“Ora mi gioco la faccia”, ha detto Renzi. Già fatto.
da: Il Fatto Quotidiano
Bando alle ciance sul premier più giovane e
sul governo più rosa della storia italiana. Chissenefrega della propaganda: il
governo Letta vantava il record dell’età media più bassa, infatti è durato meno
di una gravidanza. Fino a oggi avevamo concesso a Matteo Renzi – come sempre
facciamo, senza preconcetti – il sacrosanto diritto di fare le sue scelte prima
di essere giudicato. Ora che le ha fatte possiamo tranquillamente dire che il suo governicchio è un Letta-bis, cioè un
Napolitano-ter che potrebbe addirittura riuscire nell’ardua impresa di far
rimpiangere quelli che l’hanno preceduto.
Già la lista con cui è entrato al Quirinale presentava poche novità vere, anzi una sola: quella del magistrato antimafia Nicola Gratteri alla Giustizia. Quella che ne
è uscita dopo due ore e mezza di
cancellature a opera di Napolitano è un brodino
di pollo lesso che delude anche le più tiepide aspettative di svolta. E il
fatto che la scure di Sua Maestà si
sia abbattuta proprio su Gratteri la
dice lunga sul livello di non detto dei patti inconfessabili che Renzi ha
voluto o dovuto stringere col partito trasversale del Gattopardo.

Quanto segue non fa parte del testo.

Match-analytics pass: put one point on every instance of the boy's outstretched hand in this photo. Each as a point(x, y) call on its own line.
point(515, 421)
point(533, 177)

Se il premier fosse quello che dice di
essere, avrebbe dovuto tener duro su Gratteri o mandare tutto a monte. Invece
s’è democristianamente genuflesso a baciare la pantofola e ha nominato il
ragionier Orlando, ultimamente parcheggiato all’Ambiente (“Orlando chi?”,
avrebbe detto Renzi qualche giorno fa), rinunciando a dare una sterzata alla
Giustizia (clicca qui per approfondire) . Complimenti vivissimi a lui e a Giorgio Napolitano, che si conferma il peggior presidente della storia
repubblicana: se Scalfaro nel ’94 usò il potere di nominare i ministri per
sbarrare la strada a Previti, lui l’ha usato per fermare un pm competente,
efficiente, onesto ed estraneo alle correnti. E non per un’allergia congenita
ai Guardasigilli togati: nel 2011 firmò l’incredibile nomina del magistrato
forzista Nitto Palma, amico di B. e di Cosentino. Il veto è proprio ad personam
contro Gratteri, che la Giustizia minacciava di farla funzionare sul serio,
senza più indulti, amnistie, svuotacarceri e leggi vergogna. Davvero troppo per
lo Stato che tratta con la mafia e per il suo capo.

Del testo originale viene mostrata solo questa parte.